Based on early returns, costs of such conversions have been cut by 40%. Did I hear someone say “ROI?”
1. Use Power Editor
Don’t be scared. It’s a simple and free tool, a Chrome plugin used instead of the self-serve ad tool to create and edit your Facebook ads. If you’ve never used Power Editor before, go here first for a quick tutorial.
You currently need to use Power Editor (or a third party tool that uses the Facebook ads API) to create an Offsite Pixel, though you can technically use the self-serve tool to select Offsite Pixels for your ads later. But this tutorial will be focused entirely around Power Editor to keep it as simple as possible.
2. Create an Offsite Pixel
Within Power Editor, click on “Conversion Tracking” at the top right. Then click “Create Conversion Pixel.”

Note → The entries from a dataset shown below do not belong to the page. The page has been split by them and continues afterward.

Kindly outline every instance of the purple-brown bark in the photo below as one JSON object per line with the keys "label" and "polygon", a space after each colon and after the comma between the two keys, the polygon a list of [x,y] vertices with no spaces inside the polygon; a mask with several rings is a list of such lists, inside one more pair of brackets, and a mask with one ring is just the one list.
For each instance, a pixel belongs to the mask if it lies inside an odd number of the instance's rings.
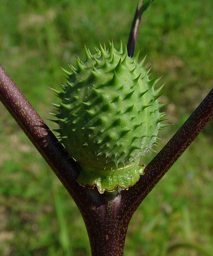
{"label": "purple-brown bark", "polygon": [[[146,6],[141,7],[137,7],[131,30],[129,56],[134,54],[142,10]],[[75,201],[87,227],[93,256],[123,255],[127,229],[133,213],[213,115],[212,90],[148,164],[144,175],[134,186],[117,194],[100,194],[96,188],[83,187],[76,181],[78,171],[75,162],[69,158],[66,150],[1,65],[0,100]]]}

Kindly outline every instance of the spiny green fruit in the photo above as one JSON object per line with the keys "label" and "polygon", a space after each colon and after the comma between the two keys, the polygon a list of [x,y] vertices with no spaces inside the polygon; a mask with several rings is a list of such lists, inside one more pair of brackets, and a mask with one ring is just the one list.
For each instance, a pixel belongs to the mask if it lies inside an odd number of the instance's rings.
{"label": "spiny green fruit", "polygon": [[96,186],[100,193],[127,188],[143,174],[140,158],[156,143],[164,120],[157,99],[161,87],[151,80],[139,55],[127,56],[100,46],[95,55],[85,48],[86,60],[65,71],[67,82],[54,106],[61,142],[78,162],[78,182]]}

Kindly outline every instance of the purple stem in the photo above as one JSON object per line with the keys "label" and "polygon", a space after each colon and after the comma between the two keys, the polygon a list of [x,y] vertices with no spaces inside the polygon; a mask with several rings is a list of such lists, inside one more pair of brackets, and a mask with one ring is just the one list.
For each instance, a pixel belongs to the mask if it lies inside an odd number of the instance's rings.
{"label": "purple stem", "polygon": [[148,193],[198,135],[213,115],[213,90],[149,163],[129,190],[114,195],[76,181],[75,162],[0,65],[0,99],[75,200],[84,220],[92,255],[122,256],[129,221]]}

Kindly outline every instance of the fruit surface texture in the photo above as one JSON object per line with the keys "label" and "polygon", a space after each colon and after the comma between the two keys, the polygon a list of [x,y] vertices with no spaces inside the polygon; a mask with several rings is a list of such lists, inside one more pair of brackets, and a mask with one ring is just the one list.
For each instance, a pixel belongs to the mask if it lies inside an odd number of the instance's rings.
{"label": "fruit surface texture", "polygon": [[100,193],[128,188],[143,174],[140,159],[163,127],[161,88],[155,89],[158,80],[150,79],[139,53],[129,57],[122,44],[119,51],[110,42],[85,52],[84,62],[76,57],[76,68],[65,70],[62,90],[54,90],[59,139],[78,164],[80,184]]}

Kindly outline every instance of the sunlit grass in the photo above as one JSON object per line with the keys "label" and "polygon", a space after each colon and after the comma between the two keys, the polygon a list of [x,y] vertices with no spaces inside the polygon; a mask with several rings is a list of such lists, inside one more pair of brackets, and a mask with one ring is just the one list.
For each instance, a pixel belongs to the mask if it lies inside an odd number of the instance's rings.
{"label": "sunlit grass", "polygon": [[[137,1],[2,2],[1,64],[53,128],[47,119],[57,99],[48,86],[64,81],[59,67],[83,59],[84,44],[92,52],[99,41],[127,42]],[[157,150],[212,88],[212,8],[210,0],[161,0],[143,17],[137,47],[154,76],[163,75],[162,100],[171,102],[165,111],[174,123]],[[2,105],[0,127],[0,255],[90,255],[74,203]],[[213,250],[212,130],[212,122],[137,210],[125,255],[163,256],[185,240]],[[195,253],[181,248],[171,255]]]}

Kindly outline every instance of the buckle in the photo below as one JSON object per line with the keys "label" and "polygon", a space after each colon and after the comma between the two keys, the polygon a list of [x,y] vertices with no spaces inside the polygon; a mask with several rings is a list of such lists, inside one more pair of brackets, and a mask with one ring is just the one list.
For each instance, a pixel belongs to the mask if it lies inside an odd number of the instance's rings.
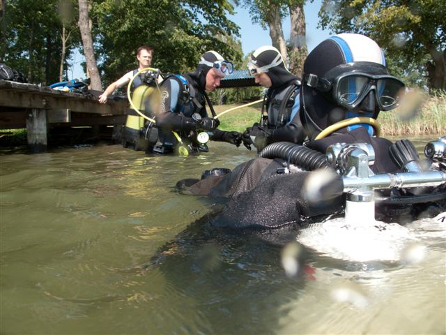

From there, simply name your pixel whatever you want (make it something that is relevant to what you’re tracking) and then select one of the following categories:
- Key Page Views
- Adds to Cart
- Other Website Conversions
After selecting a category, click the “Create Pixel” button.
Here is a screen grab for reference.
3. Select the Code
You will now see a message indicating that your Conversion Pixel has been created.
Click the “View Pixel Code” button. You will then be presented with some code that looks like this…
Select all of the code within the box and Copy it.
4. Paste the Code
After copying and closing the code box from the step above, you’ll notice that the pixel status is “Unverified.” That’s because the code needs to be placed on the page of your website that would indicate a conversion.
This should all start to make sense now. When you run an ad that drives people to a product page, for example, you want Facebook to be able to report when that ad resulted in a purchase. You do this by placing the Offsite Pixel code on the page that would be displayed immediately after purchase.
This is an important distinction. It will go between the < HEAD >< /HEAD > tags on the page that indicates success. It shouldn’t go onto all pages or even the landing page for your product. It should go on the page that would be shown when the transaction is complete.
Where this is done will depend on your CMS. My website is built on WordPress, and more specifically on the Genesis Framework. At the bottom of my Theme SEO Settings for an individual page or blog post, I have a box for Custom Tracking/Conversion Code. I also build landing pages with Premise. There, too, there is a box for Header Scripts.
Essentially, your theme or CMS should allow you to edit header scripts. This is where you paste the Offsite Pixel that Facebook gave you in the step above.
Once you’ve added the pixel, refresh the page that has the Facebook code in it. Then go back to the Conversion Tracking area of Power Editor to confirm that your pixel is now Active. You may need to refresh Power Editor.
5. Create Your Ad
Now you create your ad as you typically would, either within Power Editor or the self-serve ad tool (I’m going to assume you are creating your ad in Power Editor).
From the Creative tab of the ad create flow, the final option will be to select an Offsite Pixel. Simply check the box and select the appropriate pixel for this ad.
6. Monitor the Results
Now when you view the performance of your ad within the self-serve ad tool, the “Actions” will actually represent conversions, giving you a much clearer picture of success and making it easier to measure ROI.